The nucleus accumbens is where humans experience the ‘feel-good’ sensations after using alcohol, tobacco, other drugs, socialising, listening to music, and a variety of other pleasurable activities.

Fructose has been shown to light up that ‘feel-good’ centre, too.

Clinical research by pediatric endocrinologist at the University of California San Francisco, Professor Robert Lustig, has clearly demonstrated fructose acts on the nucleus accumbens in the brains of adults and children.

The pleasure response is similar to any other substance of addiction. And like the other addictive substances, adults and children want to experience the pleasure of fructose again and again.

Added sugar and fructose

Manufacturers of foods and drinks are well aware of the nucleus accumbens and what it means for profit margins.

They pay consultants to find the ‘bliss point‘ by testing on volunteers before they launch new products.

For a food, the bliss point is the combination of sugar, salt, fat, and a host of other additives that volunteers find the most appealing to their senses of sight, touch, smell, mouth-feel, and taste.

For a drink, it’s the combination of sugar, fructose, glucose, acidity regulators, colourants, and flavourants that give the drink the greatest ‘come-back-for-more’ appearance and flavour.

Have a look at this blueberry juice carton available in a local supermarket.

blueberry juice drink ingredients list at thrivelowcarb.com

In spite of the misleading picture on the front of the box depicting healthy blueberries, only 10% is actual blueberry, and even that small amount is derived from processed concentrate.

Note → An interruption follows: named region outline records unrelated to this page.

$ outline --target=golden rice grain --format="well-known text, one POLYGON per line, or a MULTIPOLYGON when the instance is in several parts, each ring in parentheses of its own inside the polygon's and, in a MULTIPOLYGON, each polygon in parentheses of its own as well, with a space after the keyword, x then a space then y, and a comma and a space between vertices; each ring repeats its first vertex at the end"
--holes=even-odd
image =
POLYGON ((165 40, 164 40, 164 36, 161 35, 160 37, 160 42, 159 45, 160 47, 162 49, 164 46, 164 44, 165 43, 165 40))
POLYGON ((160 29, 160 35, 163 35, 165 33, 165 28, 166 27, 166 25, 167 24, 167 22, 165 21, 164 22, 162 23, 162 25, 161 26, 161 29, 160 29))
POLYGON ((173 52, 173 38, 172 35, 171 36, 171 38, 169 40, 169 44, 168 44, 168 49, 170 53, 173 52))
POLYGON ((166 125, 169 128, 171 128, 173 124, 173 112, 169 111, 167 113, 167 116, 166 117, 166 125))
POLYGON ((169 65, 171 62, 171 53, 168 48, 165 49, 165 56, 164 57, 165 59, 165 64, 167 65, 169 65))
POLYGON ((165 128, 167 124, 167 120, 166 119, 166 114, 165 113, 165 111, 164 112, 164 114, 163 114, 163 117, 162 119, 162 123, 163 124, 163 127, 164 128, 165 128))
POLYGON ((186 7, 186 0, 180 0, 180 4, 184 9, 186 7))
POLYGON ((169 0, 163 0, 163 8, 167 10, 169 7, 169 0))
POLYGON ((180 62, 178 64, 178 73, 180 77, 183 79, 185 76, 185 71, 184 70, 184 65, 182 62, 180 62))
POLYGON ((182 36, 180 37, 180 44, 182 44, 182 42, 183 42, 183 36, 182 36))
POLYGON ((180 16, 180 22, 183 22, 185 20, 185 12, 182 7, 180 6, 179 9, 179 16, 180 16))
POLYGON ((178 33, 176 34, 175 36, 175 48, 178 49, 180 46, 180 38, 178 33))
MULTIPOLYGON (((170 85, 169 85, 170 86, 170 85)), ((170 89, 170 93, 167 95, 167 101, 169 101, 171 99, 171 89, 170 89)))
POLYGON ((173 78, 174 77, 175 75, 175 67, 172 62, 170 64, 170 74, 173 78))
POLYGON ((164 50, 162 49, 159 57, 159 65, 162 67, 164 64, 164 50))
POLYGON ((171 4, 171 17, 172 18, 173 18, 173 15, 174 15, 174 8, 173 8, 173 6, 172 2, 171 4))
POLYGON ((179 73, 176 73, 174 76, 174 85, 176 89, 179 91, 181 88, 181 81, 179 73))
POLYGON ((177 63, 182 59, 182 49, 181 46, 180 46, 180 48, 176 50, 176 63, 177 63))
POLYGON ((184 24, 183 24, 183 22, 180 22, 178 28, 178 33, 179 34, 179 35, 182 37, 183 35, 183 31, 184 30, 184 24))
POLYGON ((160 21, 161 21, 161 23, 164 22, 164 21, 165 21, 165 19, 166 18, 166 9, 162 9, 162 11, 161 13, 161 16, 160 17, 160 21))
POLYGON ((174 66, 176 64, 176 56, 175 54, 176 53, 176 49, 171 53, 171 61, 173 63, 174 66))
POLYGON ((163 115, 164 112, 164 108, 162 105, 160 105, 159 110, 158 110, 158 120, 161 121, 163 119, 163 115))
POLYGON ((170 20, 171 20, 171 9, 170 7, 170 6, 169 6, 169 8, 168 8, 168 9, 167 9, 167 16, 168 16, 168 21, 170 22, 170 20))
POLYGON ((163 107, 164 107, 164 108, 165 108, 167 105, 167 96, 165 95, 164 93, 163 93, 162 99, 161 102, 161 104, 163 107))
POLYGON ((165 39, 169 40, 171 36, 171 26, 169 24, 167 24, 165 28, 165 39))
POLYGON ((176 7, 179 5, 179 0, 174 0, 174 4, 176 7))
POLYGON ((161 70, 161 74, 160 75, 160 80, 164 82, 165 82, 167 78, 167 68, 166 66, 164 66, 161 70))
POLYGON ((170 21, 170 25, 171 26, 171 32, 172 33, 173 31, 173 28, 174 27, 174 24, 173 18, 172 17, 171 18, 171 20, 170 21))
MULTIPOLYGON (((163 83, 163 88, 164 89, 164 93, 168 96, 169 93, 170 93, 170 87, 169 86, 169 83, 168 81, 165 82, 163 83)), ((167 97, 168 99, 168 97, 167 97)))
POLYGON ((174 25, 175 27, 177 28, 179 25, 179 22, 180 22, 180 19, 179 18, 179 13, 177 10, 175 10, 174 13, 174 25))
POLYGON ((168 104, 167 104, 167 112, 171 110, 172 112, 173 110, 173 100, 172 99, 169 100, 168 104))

The sugar, glucose-fructose-syrup, and the other ingredients have been added in various proportions to stimulate the drinker’s nucleus accumbens in just the right way to have children and their parents wanting more, ensuring repeat purchases.

What to do?

If you don’t want to be manipulated by food manufacturers, ignore the pretty picture on the front of containers and carefully read the ingredients lists.

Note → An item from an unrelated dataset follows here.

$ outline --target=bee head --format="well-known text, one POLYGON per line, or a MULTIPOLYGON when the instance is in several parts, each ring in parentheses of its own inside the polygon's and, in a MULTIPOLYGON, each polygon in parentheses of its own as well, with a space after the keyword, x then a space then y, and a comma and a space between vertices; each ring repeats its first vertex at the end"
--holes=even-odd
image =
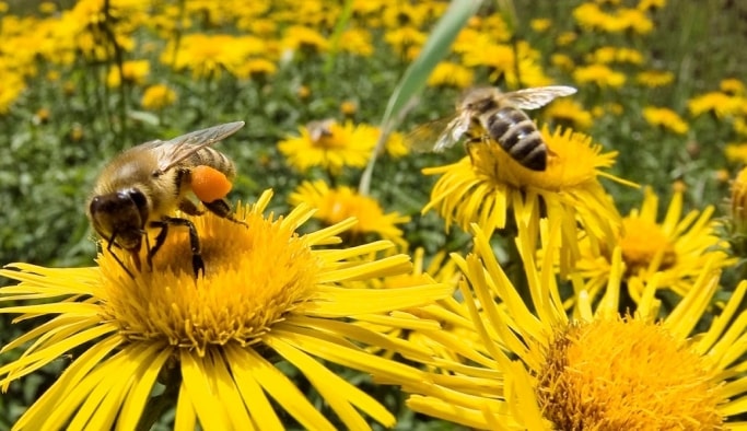
POLYGON ((89 206, 93 229, 127 251, 139 251, 148 220, 148 199, 137 188, 94 196, 89 206))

If you can’t resist juice, make the juice yourself at home, from real whole fruit.

Even better than the home-made juice, is to eat the whole fruit and not juice the fruit at all.

Fibre

If you try juicing at home, you’ll see the amazing quantity of fruit you and your children are actually drinking, when you knock back a glass of juice in a restaurant.

Also, you’ll see you’re throwing away the fibre beneficial for gut health. In addition, fibre has many nutrients attached to it, so you throw them away, too.

Apart from the attached nutrients, another benefit of fibre is that it slows the rate of digestion of the fruit, meaning the fruit sugars are slowly released and are much less likely to cause harmful sugar and insulin spikes.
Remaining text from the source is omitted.